With the United States producing the most oil of any country in the world, where does the oil come from within our borders? Well, according to Investopedia: “As of 2015, 90% of U.S. oil production, excluding federal offshore drilling, comes from eight states: Texas, North Dakota, California, Alaska, New Mexico, Oklahoma, Colorado, and Wyoming.” Much of the increase in output is due to fracking technology. With fracking, drillers can reach huge deposits that were not accessible before. This increase in production also attracts companies back to the United States to spend money here.

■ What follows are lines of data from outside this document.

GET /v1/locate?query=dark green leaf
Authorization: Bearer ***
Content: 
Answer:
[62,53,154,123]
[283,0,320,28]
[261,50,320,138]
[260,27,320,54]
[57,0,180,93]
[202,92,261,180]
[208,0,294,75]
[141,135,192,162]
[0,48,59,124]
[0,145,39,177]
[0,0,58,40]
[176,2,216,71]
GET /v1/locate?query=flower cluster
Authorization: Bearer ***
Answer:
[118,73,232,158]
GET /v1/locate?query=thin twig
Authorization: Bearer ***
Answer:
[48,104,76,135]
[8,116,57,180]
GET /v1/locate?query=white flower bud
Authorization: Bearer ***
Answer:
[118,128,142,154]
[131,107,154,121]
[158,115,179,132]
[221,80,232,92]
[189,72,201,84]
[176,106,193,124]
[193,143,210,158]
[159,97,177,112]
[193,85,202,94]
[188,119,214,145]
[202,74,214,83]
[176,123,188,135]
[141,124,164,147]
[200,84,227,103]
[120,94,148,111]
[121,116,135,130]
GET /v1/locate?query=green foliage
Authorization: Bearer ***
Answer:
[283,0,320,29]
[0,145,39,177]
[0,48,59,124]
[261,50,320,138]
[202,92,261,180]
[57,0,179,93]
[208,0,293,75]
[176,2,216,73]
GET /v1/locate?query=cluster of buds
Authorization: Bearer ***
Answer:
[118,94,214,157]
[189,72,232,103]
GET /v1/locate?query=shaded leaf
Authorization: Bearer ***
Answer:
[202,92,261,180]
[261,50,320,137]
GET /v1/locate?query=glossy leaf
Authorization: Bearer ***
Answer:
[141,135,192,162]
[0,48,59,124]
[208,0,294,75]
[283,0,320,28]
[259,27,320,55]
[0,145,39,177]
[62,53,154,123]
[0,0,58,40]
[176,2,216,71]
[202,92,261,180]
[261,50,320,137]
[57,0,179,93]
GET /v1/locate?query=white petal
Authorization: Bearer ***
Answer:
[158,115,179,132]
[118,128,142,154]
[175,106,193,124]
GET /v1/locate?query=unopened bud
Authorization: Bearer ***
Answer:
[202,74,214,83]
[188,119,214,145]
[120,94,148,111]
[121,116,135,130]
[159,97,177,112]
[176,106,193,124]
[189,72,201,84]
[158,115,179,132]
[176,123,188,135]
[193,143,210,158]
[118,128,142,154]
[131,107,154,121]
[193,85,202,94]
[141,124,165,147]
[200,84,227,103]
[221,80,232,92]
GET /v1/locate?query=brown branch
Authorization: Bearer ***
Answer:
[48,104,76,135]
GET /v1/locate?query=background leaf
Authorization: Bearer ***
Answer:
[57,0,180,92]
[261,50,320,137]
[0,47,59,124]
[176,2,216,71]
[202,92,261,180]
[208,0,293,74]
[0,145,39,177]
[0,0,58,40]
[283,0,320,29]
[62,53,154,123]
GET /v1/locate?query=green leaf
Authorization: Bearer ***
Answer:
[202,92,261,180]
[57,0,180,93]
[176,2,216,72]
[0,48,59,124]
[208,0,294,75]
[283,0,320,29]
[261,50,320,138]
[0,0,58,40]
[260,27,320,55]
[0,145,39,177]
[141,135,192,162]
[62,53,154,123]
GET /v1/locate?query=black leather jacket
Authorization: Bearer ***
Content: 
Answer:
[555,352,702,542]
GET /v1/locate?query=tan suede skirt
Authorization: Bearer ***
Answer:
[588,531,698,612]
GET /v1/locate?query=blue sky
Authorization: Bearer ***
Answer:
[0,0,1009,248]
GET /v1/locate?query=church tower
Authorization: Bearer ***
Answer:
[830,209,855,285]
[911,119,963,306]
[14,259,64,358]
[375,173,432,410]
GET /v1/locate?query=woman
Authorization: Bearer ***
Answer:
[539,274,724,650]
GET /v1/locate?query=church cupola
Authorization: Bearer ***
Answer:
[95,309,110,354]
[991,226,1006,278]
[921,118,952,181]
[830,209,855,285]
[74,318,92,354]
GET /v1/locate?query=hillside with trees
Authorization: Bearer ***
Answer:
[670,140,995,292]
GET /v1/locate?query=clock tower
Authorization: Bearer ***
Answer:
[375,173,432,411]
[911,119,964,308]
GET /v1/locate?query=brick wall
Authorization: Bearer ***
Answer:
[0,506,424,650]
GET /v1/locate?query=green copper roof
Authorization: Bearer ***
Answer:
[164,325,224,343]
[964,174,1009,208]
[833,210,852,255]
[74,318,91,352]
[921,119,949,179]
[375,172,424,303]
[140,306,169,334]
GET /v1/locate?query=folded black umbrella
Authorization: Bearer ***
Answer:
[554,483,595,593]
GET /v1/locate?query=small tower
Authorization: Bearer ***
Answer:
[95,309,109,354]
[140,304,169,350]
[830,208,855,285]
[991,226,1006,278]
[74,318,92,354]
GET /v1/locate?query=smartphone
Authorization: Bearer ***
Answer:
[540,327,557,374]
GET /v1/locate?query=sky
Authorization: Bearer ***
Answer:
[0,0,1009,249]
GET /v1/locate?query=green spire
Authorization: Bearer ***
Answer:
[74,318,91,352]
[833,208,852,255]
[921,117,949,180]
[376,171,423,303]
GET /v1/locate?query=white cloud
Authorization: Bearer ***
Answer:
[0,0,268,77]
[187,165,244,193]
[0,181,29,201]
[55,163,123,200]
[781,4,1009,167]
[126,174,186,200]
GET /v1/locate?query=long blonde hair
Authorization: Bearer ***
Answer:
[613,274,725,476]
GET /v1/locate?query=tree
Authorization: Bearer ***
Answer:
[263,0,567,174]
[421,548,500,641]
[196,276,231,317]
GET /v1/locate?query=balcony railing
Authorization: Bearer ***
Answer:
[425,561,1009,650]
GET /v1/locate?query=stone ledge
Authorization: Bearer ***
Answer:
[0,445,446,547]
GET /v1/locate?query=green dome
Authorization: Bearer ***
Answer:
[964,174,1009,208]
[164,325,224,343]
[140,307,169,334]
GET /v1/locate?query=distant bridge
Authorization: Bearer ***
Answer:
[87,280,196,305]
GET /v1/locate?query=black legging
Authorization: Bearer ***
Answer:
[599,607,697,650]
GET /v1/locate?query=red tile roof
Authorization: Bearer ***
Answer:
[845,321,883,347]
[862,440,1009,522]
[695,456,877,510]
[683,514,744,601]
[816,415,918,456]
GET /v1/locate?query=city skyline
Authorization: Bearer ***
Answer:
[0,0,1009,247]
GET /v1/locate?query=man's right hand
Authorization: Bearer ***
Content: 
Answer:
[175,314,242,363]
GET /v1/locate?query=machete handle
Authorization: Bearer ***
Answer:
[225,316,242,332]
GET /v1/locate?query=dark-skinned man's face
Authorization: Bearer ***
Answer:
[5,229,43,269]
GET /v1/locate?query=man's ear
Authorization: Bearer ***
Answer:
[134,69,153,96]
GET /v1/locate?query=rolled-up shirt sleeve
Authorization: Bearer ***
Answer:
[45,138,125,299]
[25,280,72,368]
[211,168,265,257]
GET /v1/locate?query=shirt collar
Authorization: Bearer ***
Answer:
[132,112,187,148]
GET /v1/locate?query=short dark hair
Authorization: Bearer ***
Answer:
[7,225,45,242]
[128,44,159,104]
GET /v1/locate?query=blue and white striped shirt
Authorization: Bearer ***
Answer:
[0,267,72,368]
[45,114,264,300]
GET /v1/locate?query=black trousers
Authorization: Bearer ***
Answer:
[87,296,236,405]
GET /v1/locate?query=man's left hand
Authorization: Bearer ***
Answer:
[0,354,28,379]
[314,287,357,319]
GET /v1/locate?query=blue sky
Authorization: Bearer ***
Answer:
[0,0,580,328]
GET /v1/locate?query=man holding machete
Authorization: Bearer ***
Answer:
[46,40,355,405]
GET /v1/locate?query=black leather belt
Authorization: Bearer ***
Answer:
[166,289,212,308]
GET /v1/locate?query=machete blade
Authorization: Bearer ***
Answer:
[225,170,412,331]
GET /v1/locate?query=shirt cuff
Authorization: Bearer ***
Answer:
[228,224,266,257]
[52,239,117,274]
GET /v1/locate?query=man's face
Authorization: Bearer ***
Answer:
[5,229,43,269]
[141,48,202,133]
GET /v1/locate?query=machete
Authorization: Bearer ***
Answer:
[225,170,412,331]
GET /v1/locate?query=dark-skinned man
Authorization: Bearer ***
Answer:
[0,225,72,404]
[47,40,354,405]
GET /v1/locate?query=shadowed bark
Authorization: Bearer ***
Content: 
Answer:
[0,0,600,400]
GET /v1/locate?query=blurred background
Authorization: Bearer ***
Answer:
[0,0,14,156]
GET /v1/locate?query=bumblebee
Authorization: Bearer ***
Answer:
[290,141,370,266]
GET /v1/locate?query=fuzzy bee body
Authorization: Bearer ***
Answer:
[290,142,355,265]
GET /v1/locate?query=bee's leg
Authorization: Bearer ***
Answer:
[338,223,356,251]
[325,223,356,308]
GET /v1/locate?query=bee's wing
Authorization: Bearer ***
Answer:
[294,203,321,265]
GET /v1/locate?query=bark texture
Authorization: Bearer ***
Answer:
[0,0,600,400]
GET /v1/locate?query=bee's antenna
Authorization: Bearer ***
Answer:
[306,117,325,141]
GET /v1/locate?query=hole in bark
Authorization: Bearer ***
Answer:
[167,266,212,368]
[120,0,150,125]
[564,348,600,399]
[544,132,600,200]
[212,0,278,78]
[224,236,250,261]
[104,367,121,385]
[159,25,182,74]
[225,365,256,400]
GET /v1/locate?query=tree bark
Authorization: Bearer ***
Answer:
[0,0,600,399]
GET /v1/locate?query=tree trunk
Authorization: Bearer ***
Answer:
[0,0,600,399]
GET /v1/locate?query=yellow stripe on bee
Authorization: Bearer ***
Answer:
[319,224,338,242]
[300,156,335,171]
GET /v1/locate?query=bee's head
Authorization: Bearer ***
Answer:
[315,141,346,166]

Image Credit: U.S. Energy Information Administration

As you can see from the image above, much of the oil production comes from one area, with the vast majority from Texas and the Gulf of Mexico. Texas has 27 refineries, the most of any state. Increased fracking in the Eagle Ford Shale and Permian Basin have increased oil production dramatically in recent years. If Texas were its own country, it would be the sixth-largest oil producing country in the world.

North Dakota sits on the Bakken Shale formation and the Williston Basin, two of the largest oil reserves on Earth. These reserves extend into South Dakota, Montana, and even Canada. North Dakota and Texas together provide half of the oil from the United States.

California, Alaska, New Mexico, Oklahoma, Colorado, and Wyoming provide the remainder of the oil production from the United States. A combination of new wells and better drilling technology has increased output in most of these states. Oklahoma is home to the city of Cushing, the world’s largest storage facility for oil reserves. The price of oil, called West Texas Intermediate, is also determined there.